More Robust Schema-Guided Dialogue State Tracking via Tree-Based
Paraphrase Ranking
- URL: http://arxiv.org/abs/2303.09905v1
- Date: Fri, 17 Mar 2023 11:43:08 GMT
- Title: More Robust Schema-Guided Dialogue State Tracking via Tree-Based
Paraphrase Ranking
- Authors: A. Coca, B.H. Tseng, W. Lin, B. Byrne
- Abstract summary: Fine-tuned language models excel at building schema-guided dialogue state tracking (DST)
We propose a framework for generating synthetic schemas which uses tree-based ranking to jointly optimise diversity and semantic faithfulness.
- Score: 0.0
- License: http://creativecommons.org/licenses/by/4.0/
- Abstract: The schema-guided paradigm overcomes scalability issues inherent in building
task-oriented dialogue (TOD) agents with static ontologies. Instead of
operating on dialogue context alone, agents have access to hierarchical schemas
containing task-relevant natural language descriptions. Fine-tuned language
models excel at schema-guided dialogue state tracking (DST) but are sensitive
to the writing style of the schemas. We explore methods for improving the
robustness of DST models.

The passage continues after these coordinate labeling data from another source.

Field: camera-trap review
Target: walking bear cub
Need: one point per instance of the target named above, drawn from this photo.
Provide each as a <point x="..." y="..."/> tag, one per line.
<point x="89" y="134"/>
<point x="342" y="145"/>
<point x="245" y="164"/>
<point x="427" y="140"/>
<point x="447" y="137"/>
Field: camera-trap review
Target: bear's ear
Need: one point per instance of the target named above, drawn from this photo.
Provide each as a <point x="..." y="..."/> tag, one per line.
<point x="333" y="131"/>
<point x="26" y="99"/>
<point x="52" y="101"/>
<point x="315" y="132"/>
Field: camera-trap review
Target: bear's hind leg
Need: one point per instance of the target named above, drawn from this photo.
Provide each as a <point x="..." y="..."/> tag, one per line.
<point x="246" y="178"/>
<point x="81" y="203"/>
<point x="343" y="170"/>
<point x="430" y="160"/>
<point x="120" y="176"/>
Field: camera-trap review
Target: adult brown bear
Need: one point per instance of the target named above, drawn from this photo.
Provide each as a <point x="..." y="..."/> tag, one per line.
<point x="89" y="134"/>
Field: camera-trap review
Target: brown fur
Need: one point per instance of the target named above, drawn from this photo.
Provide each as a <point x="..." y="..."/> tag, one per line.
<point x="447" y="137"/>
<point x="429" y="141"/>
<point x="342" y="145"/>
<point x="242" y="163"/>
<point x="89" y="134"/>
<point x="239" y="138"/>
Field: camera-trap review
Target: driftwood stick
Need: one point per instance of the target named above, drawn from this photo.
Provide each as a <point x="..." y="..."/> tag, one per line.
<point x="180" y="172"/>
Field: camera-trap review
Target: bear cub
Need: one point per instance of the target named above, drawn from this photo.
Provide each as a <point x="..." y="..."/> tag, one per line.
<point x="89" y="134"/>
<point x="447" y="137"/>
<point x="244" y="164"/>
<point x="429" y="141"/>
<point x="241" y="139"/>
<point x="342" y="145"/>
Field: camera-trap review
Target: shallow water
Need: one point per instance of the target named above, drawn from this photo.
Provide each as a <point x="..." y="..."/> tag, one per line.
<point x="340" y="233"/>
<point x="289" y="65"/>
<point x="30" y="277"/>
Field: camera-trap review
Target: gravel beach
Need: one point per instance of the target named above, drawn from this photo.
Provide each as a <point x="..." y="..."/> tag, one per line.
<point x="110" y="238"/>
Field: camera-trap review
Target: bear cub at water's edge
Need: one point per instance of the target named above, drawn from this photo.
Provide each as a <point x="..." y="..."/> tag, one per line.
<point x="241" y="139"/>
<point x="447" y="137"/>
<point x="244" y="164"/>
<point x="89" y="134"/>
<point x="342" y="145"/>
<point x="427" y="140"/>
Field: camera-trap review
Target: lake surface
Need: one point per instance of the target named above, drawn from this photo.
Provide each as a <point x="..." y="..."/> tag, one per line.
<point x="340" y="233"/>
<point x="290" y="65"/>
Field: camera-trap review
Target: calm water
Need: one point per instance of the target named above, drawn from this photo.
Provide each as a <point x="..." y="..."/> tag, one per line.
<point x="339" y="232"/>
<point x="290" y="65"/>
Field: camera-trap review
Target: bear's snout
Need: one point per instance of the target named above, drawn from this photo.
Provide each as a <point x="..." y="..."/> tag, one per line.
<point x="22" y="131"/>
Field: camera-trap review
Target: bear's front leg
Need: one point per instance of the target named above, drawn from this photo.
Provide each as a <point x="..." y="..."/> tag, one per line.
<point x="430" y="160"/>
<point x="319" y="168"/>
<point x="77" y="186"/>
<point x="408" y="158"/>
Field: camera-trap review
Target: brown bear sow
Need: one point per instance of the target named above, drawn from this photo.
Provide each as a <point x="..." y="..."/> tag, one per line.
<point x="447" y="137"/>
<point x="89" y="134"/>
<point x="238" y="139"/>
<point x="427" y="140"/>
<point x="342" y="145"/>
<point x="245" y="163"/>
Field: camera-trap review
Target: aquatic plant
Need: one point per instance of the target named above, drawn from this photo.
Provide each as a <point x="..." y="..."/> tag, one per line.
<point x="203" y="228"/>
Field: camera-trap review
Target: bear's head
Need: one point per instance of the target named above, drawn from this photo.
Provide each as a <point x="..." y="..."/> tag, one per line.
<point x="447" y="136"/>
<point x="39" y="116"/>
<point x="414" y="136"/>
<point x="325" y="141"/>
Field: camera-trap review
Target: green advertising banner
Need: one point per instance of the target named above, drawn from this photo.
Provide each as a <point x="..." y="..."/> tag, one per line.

We propose a framework for generating synthetic
schemas which uses tree-based ranking to jointly optimise lexical diversity and
semantic faithfulness. The generalisation of strong baselines is improved when
augmenting their training data with prompts generated by our framework, as
demonstrated by marked improvements in average joint goal accuracy (JGA) and
schema sensitivity (SS) on the SGD-X benchmark.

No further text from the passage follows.